Ozempic vem impulsionando negócios da Novo Nordisk
Ao mesmo tempo em que convive com riscos de desabastecimento, o Ozempic vem ajudando a impulsionar os negócios da Novo Nordisk.
Juntamente com o Wegovy, aprovado em janeiro deste ano Anvisa, o remédio contra diabetes responde por 43% da receita da companhia, cujas vendas mais do que dobraram desde 2022.
No último dia 23 de março, o valor de mercado da Novo Norsdisk chegou ao recorde de 2,3 trilhões de coroas dinamarquesas (o equivalente a US$ 336 bilhões) e ela se tornou a segunda empresa mais valiosa da Europa, superando a Nestlé, que caiu assim para a terceira posição.
A farmacêutica dinamarquesa ainda está um pouco atrás do grupo francês LVMH, a maior empresa da Europa em valor de mercado (US$ 448 bilhões).
Falta de medicamentos atinge 98% das farmácias brasileiras
A falta de medicamentos como o Ozempic não é exclusividade no Brasil. ma pesquisa inédita do Conselho Federal de Farmácia (CFF) revelou que 98% dos PDVs farmacêuticos ainda convivem com o desabastecimento.

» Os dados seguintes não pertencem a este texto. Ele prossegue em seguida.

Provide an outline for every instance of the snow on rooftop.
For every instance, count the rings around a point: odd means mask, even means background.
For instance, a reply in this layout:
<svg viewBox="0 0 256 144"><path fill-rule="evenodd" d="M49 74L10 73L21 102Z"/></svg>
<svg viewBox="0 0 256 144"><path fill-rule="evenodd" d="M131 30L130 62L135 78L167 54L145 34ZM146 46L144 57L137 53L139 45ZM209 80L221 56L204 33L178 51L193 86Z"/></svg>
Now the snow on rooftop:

Realizado entre julho e setembro, o levantamento teve a contribuição de farmacêuticos de 683 estabelecimentos de todos os estados e do Distrito Federal, sendo 68% da iniciativa privada e os 32% restantes da rede pública. Deste total, 671 registraram relatos de falta de medicamentos, especialmente das classes de antimicrobianos – categoria que inclui antivirais – e mucolíticos (expectorantes).
Na análise das motivações para a falta de medicamentos, a escassez no mercado foi apontada por 86,6% dos entrevistados. A alta demanda inesperada recebeu menções de 43,1%, enquanto 38,6% indicaram falhas do fornecedor.

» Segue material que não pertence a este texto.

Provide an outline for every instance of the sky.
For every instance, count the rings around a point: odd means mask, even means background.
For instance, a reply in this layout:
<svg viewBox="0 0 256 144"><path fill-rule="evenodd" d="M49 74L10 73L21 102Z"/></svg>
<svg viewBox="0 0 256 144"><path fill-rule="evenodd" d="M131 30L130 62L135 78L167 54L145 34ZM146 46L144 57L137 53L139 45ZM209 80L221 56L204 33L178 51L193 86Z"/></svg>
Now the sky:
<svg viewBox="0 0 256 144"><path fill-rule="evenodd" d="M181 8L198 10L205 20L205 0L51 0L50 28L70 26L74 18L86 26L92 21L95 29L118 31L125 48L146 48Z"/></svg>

Dos 671 profissionais que relataram desabastecimento, 470 (70%) disseram não conseguir alternativas. Para os demais 201, as opções citadas incluíram substituição, compra direta, manipulação, contato com o prescritor para apresentação das opções disponíveis e orientação ao paciente para retorno ao médico.
Quanto a alternativas possíveis para contornar a situação, 65,9% relataram não haver alguma medida, plano ou protocolo de mudança de procedimento ou de uso racional de medicamentos adotados pela instituição. Já 34,1% afirmaram haver alguma medida, como substituição do medicamento, uso racional, reforço nos pedidos e limite da quantidade por paciente.

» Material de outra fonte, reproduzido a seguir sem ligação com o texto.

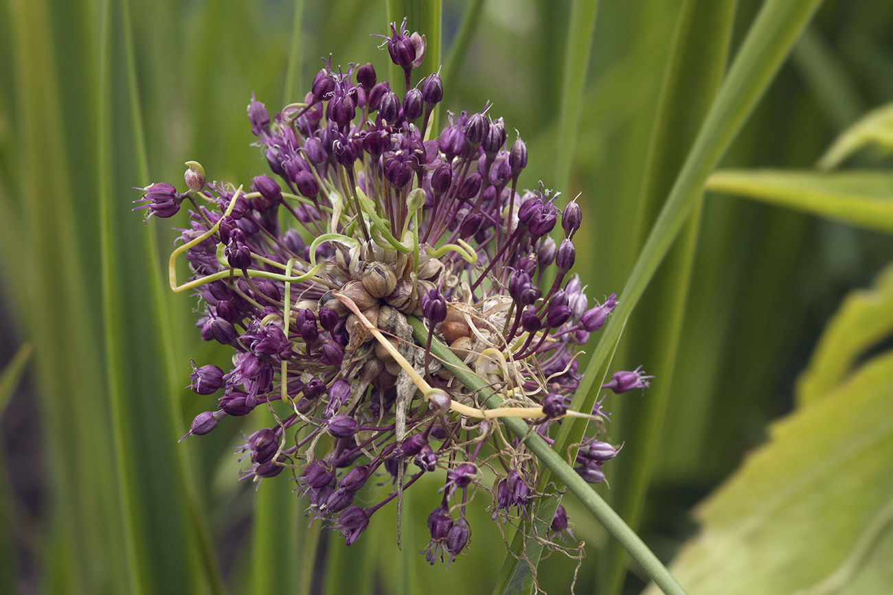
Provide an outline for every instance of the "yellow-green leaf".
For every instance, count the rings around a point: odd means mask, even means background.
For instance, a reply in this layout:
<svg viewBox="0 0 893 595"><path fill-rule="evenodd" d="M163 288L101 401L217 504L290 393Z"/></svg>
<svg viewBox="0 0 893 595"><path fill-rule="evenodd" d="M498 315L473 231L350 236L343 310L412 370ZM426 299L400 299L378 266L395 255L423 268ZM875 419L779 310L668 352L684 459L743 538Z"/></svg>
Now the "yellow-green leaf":
<svg viewBox="0 0 893 595"><path fill-rule="evenodd" d="M893 267L871 289L851 293L828 323L797 381L799 406L818 401L852 369L866 350L893 334Z"/></svg>
<svg viewBox="0 0 893 595"><path fill-rule="evenodd" d="M829 333L848 357L850 338ZM893 591L880 555L893 540L893 353L825 386L700 507L701 533L672 567L692 595Z"/></svg>
<svg viewBox="0 0 893 595"><path fill-rule="evenodd" d="M893 232L893 174L890 173L726 170L711 176L706 189Z"/></svg>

Para Gustavo Pires, diretor-secretário do CFF e coordenador da pesquisa, a escassez ainda reflete os efeitos da pandemia da Covid-19. “A indústria não conseguiu colocar em dia a produção dos fármacos e, por isso, mantém o déficit de importação de algumas matérias-primas essenciais para a fabricação dos medicamentos”, admite.
Carência de insumos exige política de contingência
O problema expõe um gargalo na nacionalização de insumos farmacêuticos ativos (IFAs), que têm 95% da produção importada de mercados como China e Índia.
“Os Estados Unidos estão nacionalizando 180 moléculas consideradas estratégicas a toque de caixa para manter a soberania de produção. O mesmo ocorre com a Índia, que está investindo US$ 8 milhões na nacionalização de 30 moléculas. Ou seja, uma das maiores fabricantes de insumos e medicamentos percebeu a fragilidade desse processo. Mas não vemos nenhum movimento nesse sentido no Brasil”, critica Norberto Prestes, CEO da Associação Brasileira da Indústria de Insumos Farmacêuticos (Abiquifi).
De acordo com ele, desde 2020, o que se fez por aqui foi um levantamento das 50 moléculas prioritárias para manter a saúde pública no Brasil. O estudo já foi apresentado para indústria, para os Ministérios da Saúde e da Ciência e Tecnologia. Além disso, ainda passará para a Anvisa. “O governo terá um papel muito importante nesse processo pelos altos custos de investimento, principalmente no segmento de doenças raras”, ressalta. Prestes avalia que será preciso investir de R$ 2 bilhões a R$ 4 bilhões para ampliar a produção de IFA no Brasil.